The delivery of focused and practical education is vital for Africa’s economy to receive the needed boost, according to Project Management Institute (PMI). The PMI’s position comes as the world commemorates the United Nations‘ international day of education with the theme, ‘Changing course, transforming education’.

“Education, as pointed out by the UN, is a key element required for achieving sustainable development goals. We are proud that our efforts at PMI accord with at least three of these goals and that we are part of the vanguard of organisations taking tangible steps to help Africa achieve the greatness and place in global affairs that it truly deserves,” said George Asamani, business development leader for Africa at PMI.

According to Asamani, Africa is facing a future in which it is expected that the continent will produce some 30 million graduates a year by 2050. Therefore, education, its delivery, and effectiveness will become focal points. “At the forefront of those that must adapt are institutes of higher learning,” he stated.

Asamani observed that one of the areas that COVID-19 heavily impacted and is likely to carry long-term consequences is access to education and the enhancement of skills where the focus is on developing professionals who can deliver complex projects in an increasingly distributed environment.

Furthermore, it has also been the dominant force in creating a new work ecosystem in which project management and power skills have become vital. This has compelled businesses and society to respond by adopting digital transformation and embracing a project-based approach to their deliverables.

“The emphasis, as identified by McKinsey and other global authorities, is that four out of five companies surveyed are looking for people who are leaders, critical thinkers and decision-makers, and value continuous learning. These are the skills espoused by PMI and valuable for those preparing themselves for the competitive workplace,” said Asamani.

According to Asamani, the PMI response has included offering free curricula and resources to universities designed on a ‘faculty by faculty’ basis geared to meeting global accreditation (GAC) standards. The second leg of its academic resources is a research funding project that offers USD50, 000 to selected recipients.

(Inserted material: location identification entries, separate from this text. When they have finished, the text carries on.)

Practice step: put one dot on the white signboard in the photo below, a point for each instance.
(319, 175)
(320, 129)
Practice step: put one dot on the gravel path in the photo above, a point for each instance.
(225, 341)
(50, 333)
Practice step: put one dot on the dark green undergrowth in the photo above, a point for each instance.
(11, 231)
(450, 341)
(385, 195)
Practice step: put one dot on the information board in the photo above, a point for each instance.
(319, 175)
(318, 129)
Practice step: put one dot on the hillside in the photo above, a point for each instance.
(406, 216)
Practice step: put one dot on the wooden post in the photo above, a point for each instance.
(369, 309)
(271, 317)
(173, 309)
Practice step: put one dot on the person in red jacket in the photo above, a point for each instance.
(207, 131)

Giving a practical slant to its involvement is the Certified Associate in Project Management (CAPM) certification offered to students to enable participation in the project management industry and connect with professionals already active in the sphere.

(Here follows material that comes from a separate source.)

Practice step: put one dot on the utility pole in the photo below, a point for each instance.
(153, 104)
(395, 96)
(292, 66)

He disclosed further that projects are already underway with Mount Kenya University in Kenya and the University of Pretoria in South Africa, where PMI global professional volunteers from the US, Mexico, India, Nigeria, Senegal and South Africa are mentoring first-year Bachelor of commerce (BCom) students.

“One of our prime focuses through the PMI Education Foundation and chapter volunteers is providing skills training and mentoring to colleges and universities. It is at these institutions where there has been sustained demand for courses and degree programmes in project management to be offered,” Asamani stated.